A method which uses only base R and seems relatively straightforward could look like:
# ensure that ActivityType is a factor
dt$ActivityType <- factor(dt$ActivityType)
# convert character dates to Date types
dt$ActivityDate <- as.Date(dt$ActivityDate, "%m/%d/%Y")
# ensure that dt is ordered by Name and ActivityDate
dt <- dt[order(dt$Name, dt$ActivityDate),]
# for each ActivityDate and Name, count the number of instances within a 21 day window for each ActivityType
dt <- cbind(dt, t(sapply(split(dt, list(dt$ActivityDate, dt$Name)),
FUN=function(y) { z= (dt$Name == y$Name & dt$ActivityDate <= y$ActivityDate & dt$ActivityDate > (y$ActivityDate -21));
sapply(levels(dt$ActivityType), FUN=function(x) sum(z & dt$ActivityType == x )) } )) )
This version is somewhat faster and a bit simpler than the previous version.
EXPLANATION
I'll try to answer your question by going through the steps in the last statement although this makes the answer a bit long. I thought of dt in your problem as providing two sets of overlappoing data. First the Name and ActivityDates columns provide the set of names and dates for which results are required. Second the Name, ActivityDates, and ActivityTypes columns provide the data for computing the results. So, the code does the following
sapply with split sets up the loop over all Name-ActvityDates pairs. In ths case, split breaks dt into a list where each element of the list is a data frame containing a row of dt. The code uses sapply-split since it passes the row as a data frame with all columns to its FUN argument. Rather than use a named function from an R package, the code defines a function using the usual function definition format i.e. function(argument) { statements using arguments }. In this case, the function has no name and is called an anonymous function.

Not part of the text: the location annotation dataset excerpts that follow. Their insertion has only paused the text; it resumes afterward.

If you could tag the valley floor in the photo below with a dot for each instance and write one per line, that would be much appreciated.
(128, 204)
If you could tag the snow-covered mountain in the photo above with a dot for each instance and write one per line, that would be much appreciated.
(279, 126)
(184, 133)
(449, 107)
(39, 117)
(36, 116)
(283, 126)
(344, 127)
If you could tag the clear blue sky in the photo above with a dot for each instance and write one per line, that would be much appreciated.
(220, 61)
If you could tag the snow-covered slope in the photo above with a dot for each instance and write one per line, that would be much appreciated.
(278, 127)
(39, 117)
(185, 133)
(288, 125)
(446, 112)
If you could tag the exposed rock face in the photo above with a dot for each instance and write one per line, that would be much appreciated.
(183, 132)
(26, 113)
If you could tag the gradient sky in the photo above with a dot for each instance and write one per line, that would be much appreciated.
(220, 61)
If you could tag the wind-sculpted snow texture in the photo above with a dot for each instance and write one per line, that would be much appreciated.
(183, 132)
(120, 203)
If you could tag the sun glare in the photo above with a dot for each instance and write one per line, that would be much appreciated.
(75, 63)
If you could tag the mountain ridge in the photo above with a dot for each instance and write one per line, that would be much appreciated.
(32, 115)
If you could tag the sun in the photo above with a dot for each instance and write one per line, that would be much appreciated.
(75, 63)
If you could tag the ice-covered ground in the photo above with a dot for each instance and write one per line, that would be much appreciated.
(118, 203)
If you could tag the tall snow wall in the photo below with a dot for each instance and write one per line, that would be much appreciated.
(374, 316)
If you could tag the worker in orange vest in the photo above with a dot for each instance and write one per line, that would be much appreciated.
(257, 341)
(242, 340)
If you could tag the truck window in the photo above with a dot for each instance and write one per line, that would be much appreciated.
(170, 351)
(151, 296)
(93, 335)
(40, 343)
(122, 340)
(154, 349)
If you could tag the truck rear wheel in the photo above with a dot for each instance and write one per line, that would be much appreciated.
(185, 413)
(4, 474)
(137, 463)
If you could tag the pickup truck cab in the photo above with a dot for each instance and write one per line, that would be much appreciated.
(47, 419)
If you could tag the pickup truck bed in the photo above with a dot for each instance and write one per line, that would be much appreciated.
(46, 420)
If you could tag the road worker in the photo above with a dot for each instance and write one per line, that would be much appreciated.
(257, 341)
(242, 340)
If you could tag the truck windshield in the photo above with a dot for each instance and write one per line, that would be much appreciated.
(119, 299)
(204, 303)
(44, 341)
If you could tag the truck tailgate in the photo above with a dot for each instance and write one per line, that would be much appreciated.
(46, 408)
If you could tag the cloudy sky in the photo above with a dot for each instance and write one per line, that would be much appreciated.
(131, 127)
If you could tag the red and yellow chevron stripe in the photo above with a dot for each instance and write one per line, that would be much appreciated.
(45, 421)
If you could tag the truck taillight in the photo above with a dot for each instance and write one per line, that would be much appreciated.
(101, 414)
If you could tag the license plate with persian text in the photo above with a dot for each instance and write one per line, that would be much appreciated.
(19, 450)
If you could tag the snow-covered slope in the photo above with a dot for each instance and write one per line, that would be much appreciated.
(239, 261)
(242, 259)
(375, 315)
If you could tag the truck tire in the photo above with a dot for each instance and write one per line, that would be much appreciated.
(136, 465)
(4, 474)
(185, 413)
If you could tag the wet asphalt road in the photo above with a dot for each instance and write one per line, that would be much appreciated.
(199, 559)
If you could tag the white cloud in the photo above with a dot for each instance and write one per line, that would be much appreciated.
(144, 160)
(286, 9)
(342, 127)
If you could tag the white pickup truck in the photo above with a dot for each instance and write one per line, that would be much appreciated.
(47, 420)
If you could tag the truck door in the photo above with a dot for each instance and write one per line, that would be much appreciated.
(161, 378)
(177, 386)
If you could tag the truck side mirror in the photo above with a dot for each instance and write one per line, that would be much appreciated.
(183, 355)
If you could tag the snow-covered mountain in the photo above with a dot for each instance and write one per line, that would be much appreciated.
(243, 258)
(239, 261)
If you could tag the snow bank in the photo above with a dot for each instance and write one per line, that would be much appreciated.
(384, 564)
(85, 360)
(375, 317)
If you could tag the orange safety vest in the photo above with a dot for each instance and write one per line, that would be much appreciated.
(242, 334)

- Now that we have set up the loop over
Name-AcivityDates pairs, we will think of dt in the second way described above, as the source of data used to compute the results required for each row of dt. The function function(y) where y is the name of the argument for this function does this. The first statement in function(y) identifies all rows of dt which match the Name and the ActivityDate range of the input row y (a single-row data frame) where y$Name is the Name column and y$ActivityDate is the ActivityDate for the ActivityDate range we are trying to match. The results of this matching process are stored in z as a logical vector where a value of TRUE in the i-th element of z indicates that the i-th row of dt matches y while a value of FALSE means no match. z may contain matches for multiple values of ActivityType but it's important for the performance of the code that finding the rows of dt which match range defined by ActivityDates only be done once per row of dt.
- The second statement of
function(y) counts the number of matches in z for each value of ActivityType. sapply loops over the unique values of ActivityType (e.g. Email and webinar), passes each value to the anonymous function function(x), finds the rows in dt which match x, and forms a logical vector with z containing only the matches for that Name, AcivityType, and range of dates. z is available to function(x) since it was defined in function(y), the parent environment of function(x). sum acting on a logical vector counts the number of TRUE elements which gives the counts reported in the results.
sapply returns a matrix with ActivityType as rows and Name-ActivityDates as columns so t is used to form the transpose which is then bound to dt using cbind.
I tried to make the code have good performance and be comprehensible. If futher performance improvements are needed, the base R code can be made a bit faster or this approach could be moved to use either dplyr or data.table which might also help. Let me know if you have any more questions.